We analyzed TLR3, TLR7, TLR8, MDA-5, and RIG-I expression at the mRNA and protein levels in isolated primary neutrophils by RT-PCR, flow cytometry, and confocal microscopy (Fig. 1). Quantitative RT-PCR showed significant TLR8, MDA-5, and RIG-I expression levels, with the highest mRNA expression for TLR8, whereas TLR3 or TLR7 expression was below the detection limit (Fig. 1A, upper panel). In line with mRNA studies, we observed a robust protein expression of TLR8 but could not detect any expression of TLR3 and TLR7 by human neutrophils at the protein level (Fig. 1A, lower panel). In contrast to the low/moderate mRNA expression levels, protein expression of MDA-5 and RIG-I in neutrophils was higher compared with TLR8 expression. Comparison of the intracellular/cytoplasmic and cell surface/membranous expression sites showed that MDA-5 and RIG-I protein expression was detectable in both cytoplasmic and cell surface/membrane-associated compartments, whereas TLR8 seemed to be restricted mainly to the cytoplasm (Fig. 1A, lower panel, and Fig. 1C, merged images). Confocal microscopy showed a more pronounced intracellular staining pattern for MDA-5 and RIG-I compared with flow cytometry (Fig. 1A, lower panel, and Fig. 1C).

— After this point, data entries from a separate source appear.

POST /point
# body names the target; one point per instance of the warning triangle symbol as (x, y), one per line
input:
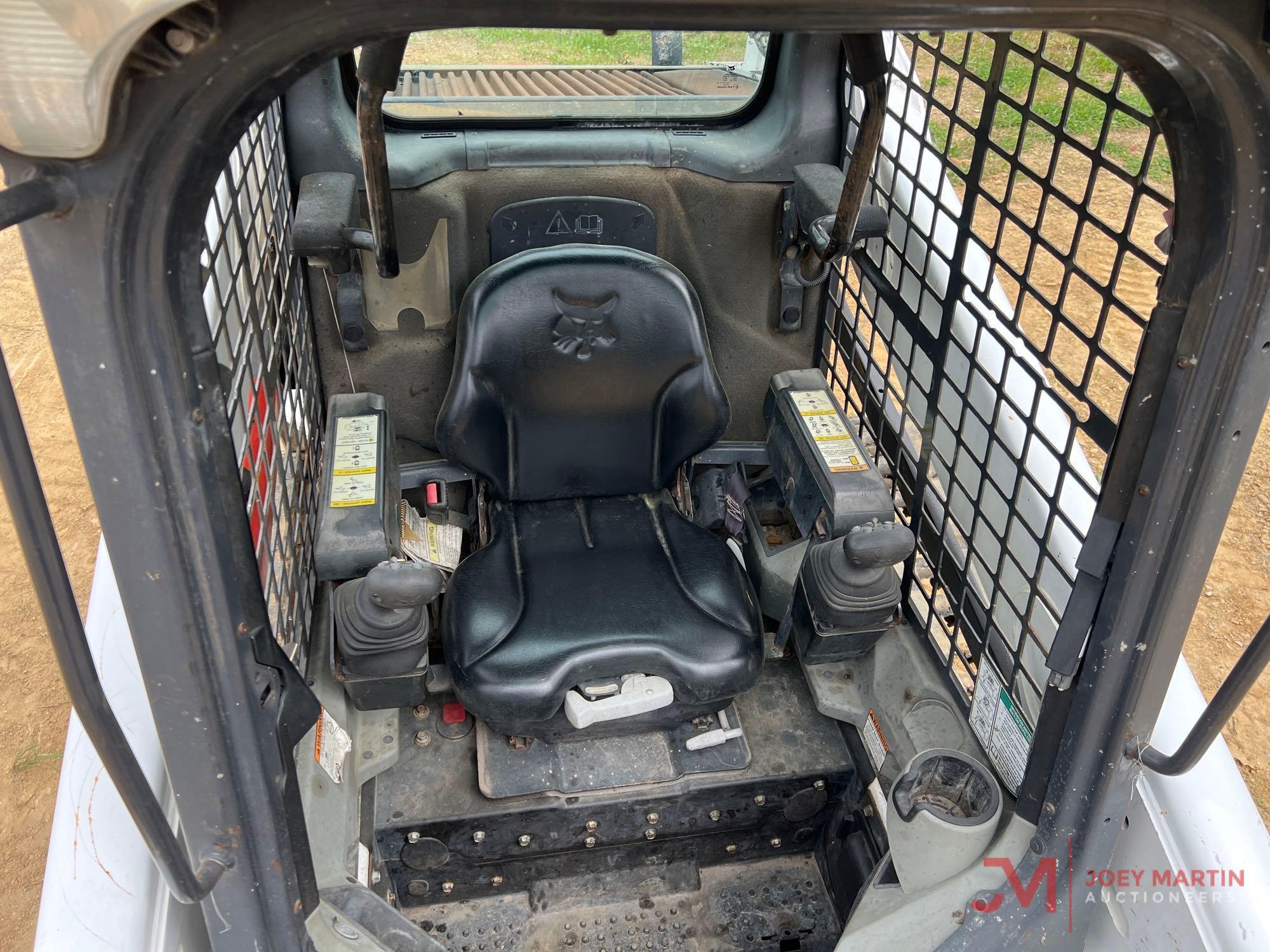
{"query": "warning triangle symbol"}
(558, 227)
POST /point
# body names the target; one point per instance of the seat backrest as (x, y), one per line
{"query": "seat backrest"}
(581, 371)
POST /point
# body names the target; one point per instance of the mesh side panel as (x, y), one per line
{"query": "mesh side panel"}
(262, 332)
(986, 345)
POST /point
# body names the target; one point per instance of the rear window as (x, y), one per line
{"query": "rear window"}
(577, 74)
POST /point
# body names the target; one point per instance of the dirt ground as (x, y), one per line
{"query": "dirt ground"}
(34, 708)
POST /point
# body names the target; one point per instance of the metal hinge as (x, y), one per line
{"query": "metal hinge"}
(1092, 572)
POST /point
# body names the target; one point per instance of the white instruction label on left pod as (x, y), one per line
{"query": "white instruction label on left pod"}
(331, 747)
(830, 432)
(355, 461)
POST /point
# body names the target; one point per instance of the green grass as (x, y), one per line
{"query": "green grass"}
(1048, 92)
(31, 757)
(562, 48)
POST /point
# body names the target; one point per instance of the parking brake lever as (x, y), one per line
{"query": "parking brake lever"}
(378, 73)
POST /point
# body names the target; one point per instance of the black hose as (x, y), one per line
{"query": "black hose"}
(35, 529)
(27, 200)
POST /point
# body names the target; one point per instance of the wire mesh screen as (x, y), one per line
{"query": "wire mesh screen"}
(262, 332)
(986, 345)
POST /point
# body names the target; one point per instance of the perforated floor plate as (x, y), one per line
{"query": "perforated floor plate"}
(778, 904)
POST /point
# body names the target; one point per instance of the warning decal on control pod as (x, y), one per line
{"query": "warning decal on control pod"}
(834, 441)
(355, 461)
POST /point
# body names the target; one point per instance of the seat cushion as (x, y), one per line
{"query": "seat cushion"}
(585, 590)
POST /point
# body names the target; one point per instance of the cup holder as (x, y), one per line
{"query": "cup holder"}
(944, 813)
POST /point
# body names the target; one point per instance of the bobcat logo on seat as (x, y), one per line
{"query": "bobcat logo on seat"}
(584, 327)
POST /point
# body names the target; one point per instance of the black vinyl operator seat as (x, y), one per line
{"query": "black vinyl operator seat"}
(582, 383)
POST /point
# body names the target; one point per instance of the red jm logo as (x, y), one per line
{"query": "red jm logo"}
(1047, 873)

Next, we tested whether neutrophil stimulation by PKC activation changes the expression pattern/cellular distribution of the analyzed RNA receptors. Stimulation of neutrophils with the PKC activator phorbol 12-myristate 13-acetate (40 ng/ml) led to an increase in intracellularly detectable MDA-5 receptor pools, whereas RIG-I surface expression levels decreased upon phorbol 12-myristate 13-acetate stimulation (Fig. 1A, lower panel), suggesting cell activation-induced redistribution/translocation mechanisms.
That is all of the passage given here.